Modesto Gayo es Académico de la Escuela de Sociología de la Universidad Diego Portales

Tras 12 meses de pandemia y un sinfín de costumbres transformadas por vía de decretos urgentes, los cuerpos y las mentes de muchos ciudadanos han comenzado a adaptarse a tal punto a las nuevas reglas que el lente con el que evaluamos el pasado se parece más al yin y el yang que a un nítido momento deseado. Por lo tanto, queremos superar la peligrosidad del virus, pero estamos evaluando cuánto de lo novedoso debería permanecer, incluso si no llegó producto de nuestra voluntad o de las circunstancias ideales.

Es cierto que la construcción de la pandemia se ha centrado en los daños, sobre todo a la salud y de tipo económico, e igualmente la producción de heroicidades y soluciones han tenido como base las curaciones y los estímulos monetarios. En este sentido, la vacuna, en la forma de múltiples posibilidades de inoculación, vendría a ayudar a repararlos, quizás definitivamente.

Es igualmente acertado que ha existido una fuerte resistencia al cambio. La imposición de toques de queda, los cierres perimetrales de ciudades y pueblos, las recomendaciones de distanciamiento físico y la obligatoriedad del uso de mascarillas (“tapabocas” también le dicen de forma más expresiva) llegaron como una lluvia cada vez más densa que desbordó rápidamente los canales de lo esperado en la voz de recomendaciones de epidemiólogos, profesión antes apenas conocida por los grandes números. Pero las mismas medidas enfrentaron resistencia, y su némesis misma: jóvenes lozanos caminando o corriendo las calles sin “mascareta” (en catalán), cruces, incluso en vuelo, ilegales a través de las trincheras creadas para la higiene colectiva, autoridades retratadas vulnerando la legalidad que debían representar y hacer cumplir, y fiestas clandestinas en la larga noche de barrios que se aburren, de mujeres y hombres tristes que quieren divertir la vida con un trago, un baile más, una riña y un puñete, altavoces que alteran a vecinos y son silenciados cuando se aproximan vehículos pintados de verde olivo.

Pero los daños no imponen el retorno a lo conocido ni las resistencias impiden el cambio. De un modo diferente, el territorio y el tiempo han comenzado a ser leídos de forma sustancialmente distinta, y ello en sentidos muy radicales.
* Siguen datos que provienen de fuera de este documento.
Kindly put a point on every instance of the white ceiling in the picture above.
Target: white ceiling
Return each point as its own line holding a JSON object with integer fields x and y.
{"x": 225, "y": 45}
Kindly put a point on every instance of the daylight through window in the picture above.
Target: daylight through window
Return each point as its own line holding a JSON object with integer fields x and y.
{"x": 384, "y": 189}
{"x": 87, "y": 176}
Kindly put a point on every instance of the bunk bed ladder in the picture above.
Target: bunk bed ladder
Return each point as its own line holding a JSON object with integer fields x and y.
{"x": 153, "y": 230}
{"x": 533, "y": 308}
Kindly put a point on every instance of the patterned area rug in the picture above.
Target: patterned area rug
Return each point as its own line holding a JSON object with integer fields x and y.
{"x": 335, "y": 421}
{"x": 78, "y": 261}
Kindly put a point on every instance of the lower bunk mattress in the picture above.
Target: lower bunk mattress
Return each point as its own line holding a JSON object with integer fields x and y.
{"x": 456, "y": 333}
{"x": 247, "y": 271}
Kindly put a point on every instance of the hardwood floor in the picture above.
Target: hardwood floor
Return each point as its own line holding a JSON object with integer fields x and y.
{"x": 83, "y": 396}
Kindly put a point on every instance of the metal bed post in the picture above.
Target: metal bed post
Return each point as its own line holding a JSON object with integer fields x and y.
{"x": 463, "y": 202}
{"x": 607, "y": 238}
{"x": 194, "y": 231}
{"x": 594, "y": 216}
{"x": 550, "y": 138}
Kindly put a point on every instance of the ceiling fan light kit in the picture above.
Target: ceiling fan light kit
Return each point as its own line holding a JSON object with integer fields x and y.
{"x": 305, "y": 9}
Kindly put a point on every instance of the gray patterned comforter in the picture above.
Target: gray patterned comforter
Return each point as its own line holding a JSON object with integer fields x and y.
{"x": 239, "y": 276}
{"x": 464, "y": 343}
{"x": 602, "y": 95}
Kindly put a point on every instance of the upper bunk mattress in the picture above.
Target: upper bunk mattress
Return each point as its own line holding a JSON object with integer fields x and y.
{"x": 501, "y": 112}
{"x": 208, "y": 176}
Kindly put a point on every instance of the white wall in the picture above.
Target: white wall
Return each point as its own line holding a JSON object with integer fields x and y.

Sólo a modo de ilustración, ahora queremos reuniones de trabajo que duren exactamente lo que dicen durar, sin dilaciones, esperas o desplazamientos. Amamos a menudo la tranquilidad del hogar, cuando existe. Podemos, por fin, evitar el metro y los buses colapsados, de los que tanto se ha reído el Bombo Fica.

Paseamos por nuestros barrios, una y mil veces desconocidos aún viviendo allí, pues la carrera de los días nos obligaba a mirar hacia adelante, evitando cualquier giro natural. Conocimos a nuestros hijos, con conflictos también, es decir, hablamos y peleamos más, para configurar no una relación de amor imaginada, sino una relación real, encerrados en cuatro paredes y con necesidad de dialogar de algo distinto a las vacaciones o los juegos; debimos entonces poner la mesa y enfrentar juntos una vida cotidiana, en mayúsculas. Hay problemas graves también, y la vida fuera, en la selva urbana, los tenía igualmente: peligros, agresiones y encuentros deseados, todo en una bolsa que dicen “de gatos”.

El COVID-19 abrió a golpes una realidad que no queremos abandonar. Llegó como un invitado indeseado, un enemigo a combatir, una amenaza generalizada, destrozando empleos y maneras de entender, ahora más temerosas, nuestra relación con los entornos sociales y físicos. Sin embargo, abrió una puerta que será difícil cerrar, como un simple episodio que se acaba o una fantasía que concluye con el film. Un virus letal para muchos se instaló en nuestras vidas en la forma de prácticas perennes, experiencias indelebles y formas de memoria y de futuro contagiadas por una historia que terminará sus días permaneciendo, a “never ending story”, un porvenir diseñado por el dolor.